De todos los argumentos contra el proceso a Pinochet, éste es el más peligroso y el más falaz, porque supone que el dictador se va cuando quiere y no cuando se lo echa, es decir, supone que los pueblos no son los protagonistas de su historia, los verdaderos y demasiado a menudo secretos artífices de la democracia que tanto ha costado conseguir. En el caso de Pinochet, por ejemplo, la baronesa Thatcher ha majadereado sin cejar de que el benemérito capitán general salvó la democracia chilena y entregó el poder de buena gana, olvidando ella que Pinochet trató de desconocer los resultados del plebiscito que perdió en 1988 y que se hubiera quedado como presidente de no haber sido por la oposición de las otras ramas de las Fuerzas Armadas y de la comunidad internacional. Esa debilidad y aislamiento de don Augusto fueron el producto minucioso de una incesante movilización de un vasto sector del pueblo chile no, costándonos miles de muertos y centenares de miles de exilios y torturas y detenciones y expulsiones y persecuciones, tal como la lucha por la libertad de millones de ciudadanos en Polonia, en Hungría, en Checoslovaquia, fue irrebatiblemente esencial para determinar la liquidación de las dictaduras totalitarias en esos países. Y en cuanto a la influencia supuestamente negativa del caso Pinochet, basta con notar la reciente caída de Suharto. ¿Acaso la suerte de ese otro tirano preso en Londres alteró la rebelión del pueblo de Indonesia? ¿Puede afirmarse que el ejemplo aleccionador de lo que había pasado con el dictador chileno, obcecó al de Jakarta, convenciéndolo de que permaneciera en el poder?

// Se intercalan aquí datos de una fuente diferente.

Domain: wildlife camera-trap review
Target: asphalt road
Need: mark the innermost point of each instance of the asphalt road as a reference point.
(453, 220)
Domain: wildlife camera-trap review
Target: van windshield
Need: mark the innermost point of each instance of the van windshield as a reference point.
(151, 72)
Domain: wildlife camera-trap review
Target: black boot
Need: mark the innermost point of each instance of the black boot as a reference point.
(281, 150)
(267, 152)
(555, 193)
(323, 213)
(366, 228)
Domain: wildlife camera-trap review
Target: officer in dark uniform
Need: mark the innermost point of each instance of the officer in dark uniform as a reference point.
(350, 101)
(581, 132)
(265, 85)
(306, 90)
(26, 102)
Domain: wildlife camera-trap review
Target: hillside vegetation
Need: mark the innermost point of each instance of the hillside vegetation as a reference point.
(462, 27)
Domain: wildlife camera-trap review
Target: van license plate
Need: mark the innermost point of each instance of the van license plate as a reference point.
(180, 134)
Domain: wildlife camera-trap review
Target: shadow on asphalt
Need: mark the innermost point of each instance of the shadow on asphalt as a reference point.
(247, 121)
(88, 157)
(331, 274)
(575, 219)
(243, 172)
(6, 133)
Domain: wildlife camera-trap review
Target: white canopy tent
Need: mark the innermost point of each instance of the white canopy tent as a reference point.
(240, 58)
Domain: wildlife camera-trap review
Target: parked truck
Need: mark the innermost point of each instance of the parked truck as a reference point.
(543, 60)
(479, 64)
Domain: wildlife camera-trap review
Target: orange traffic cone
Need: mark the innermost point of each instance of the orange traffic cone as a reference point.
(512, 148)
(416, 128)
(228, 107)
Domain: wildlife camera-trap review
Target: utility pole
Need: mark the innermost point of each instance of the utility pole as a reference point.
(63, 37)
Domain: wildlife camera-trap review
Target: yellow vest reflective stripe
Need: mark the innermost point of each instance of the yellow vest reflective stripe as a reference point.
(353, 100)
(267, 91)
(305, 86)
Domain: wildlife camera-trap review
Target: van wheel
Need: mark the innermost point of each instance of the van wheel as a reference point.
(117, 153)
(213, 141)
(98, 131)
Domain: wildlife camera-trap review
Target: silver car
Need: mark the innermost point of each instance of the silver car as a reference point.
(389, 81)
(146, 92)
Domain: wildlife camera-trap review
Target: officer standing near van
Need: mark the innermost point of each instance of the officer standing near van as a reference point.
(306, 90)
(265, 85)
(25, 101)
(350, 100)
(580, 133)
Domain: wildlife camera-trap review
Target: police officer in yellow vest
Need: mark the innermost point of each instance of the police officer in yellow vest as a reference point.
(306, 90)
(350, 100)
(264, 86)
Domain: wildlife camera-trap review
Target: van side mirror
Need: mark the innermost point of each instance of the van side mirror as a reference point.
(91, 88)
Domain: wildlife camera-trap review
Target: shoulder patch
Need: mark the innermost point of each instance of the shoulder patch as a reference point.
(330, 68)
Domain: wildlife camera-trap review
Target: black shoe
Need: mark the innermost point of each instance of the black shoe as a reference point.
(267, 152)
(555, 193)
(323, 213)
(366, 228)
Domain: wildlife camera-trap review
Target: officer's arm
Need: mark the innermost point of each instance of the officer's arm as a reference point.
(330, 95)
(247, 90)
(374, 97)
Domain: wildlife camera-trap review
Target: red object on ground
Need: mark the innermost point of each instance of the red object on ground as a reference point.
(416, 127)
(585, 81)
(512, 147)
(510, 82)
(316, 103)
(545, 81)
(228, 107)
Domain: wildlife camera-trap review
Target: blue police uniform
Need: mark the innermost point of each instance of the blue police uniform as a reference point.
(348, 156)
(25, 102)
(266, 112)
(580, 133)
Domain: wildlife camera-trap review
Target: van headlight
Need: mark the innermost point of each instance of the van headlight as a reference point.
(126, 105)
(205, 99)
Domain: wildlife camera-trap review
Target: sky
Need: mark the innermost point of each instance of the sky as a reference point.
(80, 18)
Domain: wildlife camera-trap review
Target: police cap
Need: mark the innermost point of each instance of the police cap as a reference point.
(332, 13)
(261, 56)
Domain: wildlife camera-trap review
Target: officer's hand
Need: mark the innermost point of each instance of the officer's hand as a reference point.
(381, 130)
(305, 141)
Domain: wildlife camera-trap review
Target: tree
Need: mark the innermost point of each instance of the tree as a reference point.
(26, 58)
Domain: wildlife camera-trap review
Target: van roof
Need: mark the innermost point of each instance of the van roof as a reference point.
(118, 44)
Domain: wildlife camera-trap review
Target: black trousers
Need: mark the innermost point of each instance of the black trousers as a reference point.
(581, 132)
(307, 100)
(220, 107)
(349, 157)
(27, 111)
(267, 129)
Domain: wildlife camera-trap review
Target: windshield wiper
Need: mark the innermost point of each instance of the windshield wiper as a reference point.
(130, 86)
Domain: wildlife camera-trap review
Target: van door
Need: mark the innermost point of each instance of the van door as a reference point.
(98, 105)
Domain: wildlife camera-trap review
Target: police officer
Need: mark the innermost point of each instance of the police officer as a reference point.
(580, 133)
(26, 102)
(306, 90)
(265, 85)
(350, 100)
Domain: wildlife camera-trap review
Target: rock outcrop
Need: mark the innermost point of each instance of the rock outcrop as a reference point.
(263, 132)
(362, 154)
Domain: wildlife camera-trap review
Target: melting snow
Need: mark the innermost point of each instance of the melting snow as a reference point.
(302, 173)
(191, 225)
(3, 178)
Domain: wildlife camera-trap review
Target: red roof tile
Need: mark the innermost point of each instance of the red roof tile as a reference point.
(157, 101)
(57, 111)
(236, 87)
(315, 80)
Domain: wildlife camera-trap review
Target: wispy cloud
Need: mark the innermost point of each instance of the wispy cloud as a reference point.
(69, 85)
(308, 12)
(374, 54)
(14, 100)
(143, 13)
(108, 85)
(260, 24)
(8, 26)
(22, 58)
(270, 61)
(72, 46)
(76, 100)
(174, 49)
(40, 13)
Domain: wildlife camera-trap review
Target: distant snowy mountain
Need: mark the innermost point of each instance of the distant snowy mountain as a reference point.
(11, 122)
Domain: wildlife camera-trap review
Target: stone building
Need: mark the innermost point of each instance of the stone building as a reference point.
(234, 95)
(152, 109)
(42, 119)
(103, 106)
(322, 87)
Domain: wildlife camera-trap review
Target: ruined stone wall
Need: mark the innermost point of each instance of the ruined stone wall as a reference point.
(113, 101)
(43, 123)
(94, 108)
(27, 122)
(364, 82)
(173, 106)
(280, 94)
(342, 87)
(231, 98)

Los tiranos no se van porque son buenos. Se van porque no tienen otra alternativa, porque perdieron la batalla por la representación de su país, porque multitudes de sus conciudadanos fueron capaces de soñar una alternativa, en su fuero interno y también en el riesgoso dolor de la lucha callejera, soñar otro tipo de mundo, precisamente uno donde no hay ni debería haber impunidad eterna.

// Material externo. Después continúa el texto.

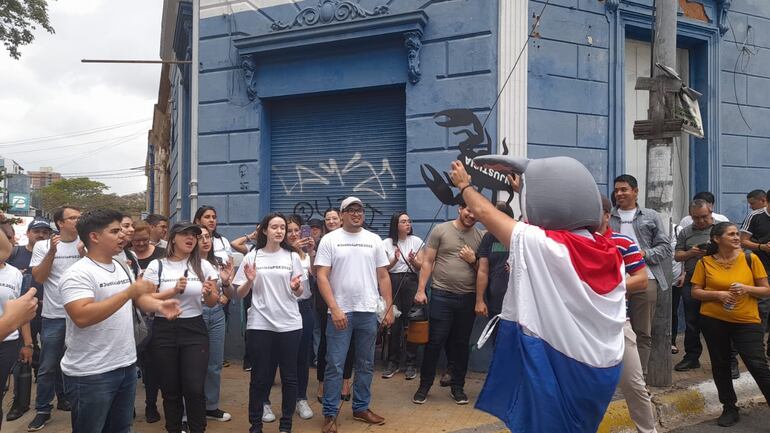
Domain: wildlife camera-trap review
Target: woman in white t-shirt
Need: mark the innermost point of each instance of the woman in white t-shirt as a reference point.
(214, 317)
(404, 255)
(206, 216)
(179, 348)
(11, 348)
(272, 272)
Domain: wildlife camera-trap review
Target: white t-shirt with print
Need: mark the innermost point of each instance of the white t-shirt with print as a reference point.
(10, 288)
(109, 344)
(354, 259)
(222, 248)
(190, 299)
(66, 255)
(273, 305)
(410, 244)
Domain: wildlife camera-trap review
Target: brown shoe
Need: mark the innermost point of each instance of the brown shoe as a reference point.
(330, 425)
(369, 417)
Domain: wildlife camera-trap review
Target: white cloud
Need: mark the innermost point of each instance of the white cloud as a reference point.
(50, 92)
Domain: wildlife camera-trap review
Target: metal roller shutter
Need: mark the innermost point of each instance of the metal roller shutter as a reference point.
(325, 148)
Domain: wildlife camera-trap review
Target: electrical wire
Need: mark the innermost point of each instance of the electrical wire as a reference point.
(70, 134)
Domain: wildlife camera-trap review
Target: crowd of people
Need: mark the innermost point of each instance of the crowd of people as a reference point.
(96, 300)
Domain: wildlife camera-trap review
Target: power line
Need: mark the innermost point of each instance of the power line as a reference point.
(71, 134)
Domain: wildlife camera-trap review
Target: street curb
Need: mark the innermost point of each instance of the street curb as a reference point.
(679, 407)
(674, 408)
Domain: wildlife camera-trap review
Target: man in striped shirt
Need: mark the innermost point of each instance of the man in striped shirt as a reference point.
(632, 378)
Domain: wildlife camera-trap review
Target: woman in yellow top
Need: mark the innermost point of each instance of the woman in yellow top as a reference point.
(728, 289)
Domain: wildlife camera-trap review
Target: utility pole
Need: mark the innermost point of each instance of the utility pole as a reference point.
(660, 130)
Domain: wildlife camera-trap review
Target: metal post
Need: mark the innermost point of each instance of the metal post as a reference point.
(660, 184)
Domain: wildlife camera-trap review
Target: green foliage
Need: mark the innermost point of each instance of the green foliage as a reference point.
(17, 23)
(87, 195)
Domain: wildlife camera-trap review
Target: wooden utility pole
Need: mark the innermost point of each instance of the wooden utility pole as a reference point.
(660, 173)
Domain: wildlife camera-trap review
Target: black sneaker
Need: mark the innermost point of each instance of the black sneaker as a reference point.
(151, 414)
(410, 372)
(686, 365)
(458, 395)
(218, 415)
(39, 422)
(390, 370)
(63, 405)
(729, 416)
(421, 396)
(16, 412)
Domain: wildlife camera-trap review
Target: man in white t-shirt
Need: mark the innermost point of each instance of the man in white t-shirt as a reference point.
(352, 263)
(50, 259)
(98, 294)
(645, 227)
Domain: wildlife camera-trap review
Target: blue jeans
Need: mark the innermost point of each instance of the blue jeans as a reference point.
(362, 327)
(215, 323)
(306, 309)
(102, 402)
(49, 378)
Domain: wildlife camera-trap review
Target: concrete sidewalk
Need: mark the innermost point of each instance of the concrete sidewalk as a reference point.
(691, 399)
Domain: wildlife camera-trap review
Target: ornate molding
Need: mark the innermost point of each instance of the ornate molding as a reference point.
(724, 8)
(612, 5)
(329, 11)
(249, 66)
(413, 43)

Por eso, el balance del caso Pinochet es más que positivo. Estamos un poco más cerca de una humanidad distinta, donde los gobernantes de cada nueva democracia no han de atreverse a exigir a sus ciudadanos que la venidera paz social de una nación se construya en base al sufrimiento, el silencio y la desmemoria de las víctimas. Estamos todos un poco más cerca de un futuro donde podremos deshacernos de la sombra de las dictaduras del siglo veinte y también de la sombra falsa y equívoca de tantos que las defienden.
La detención de Pinochet, más allá de cuál sea el destino penúltimo de su pobre cuerpo, es una gran victoria de la ética global y de la imaginación colectiva y no debemos dejar que nadie nos convenza de lo contrario con sus argumentos estériles y, finalmente, inútiles.
Ariel Dorfman, escritor chileno, es profesor distinguido en la Universidad de Duke. Su última novela es La nana y el iceberg.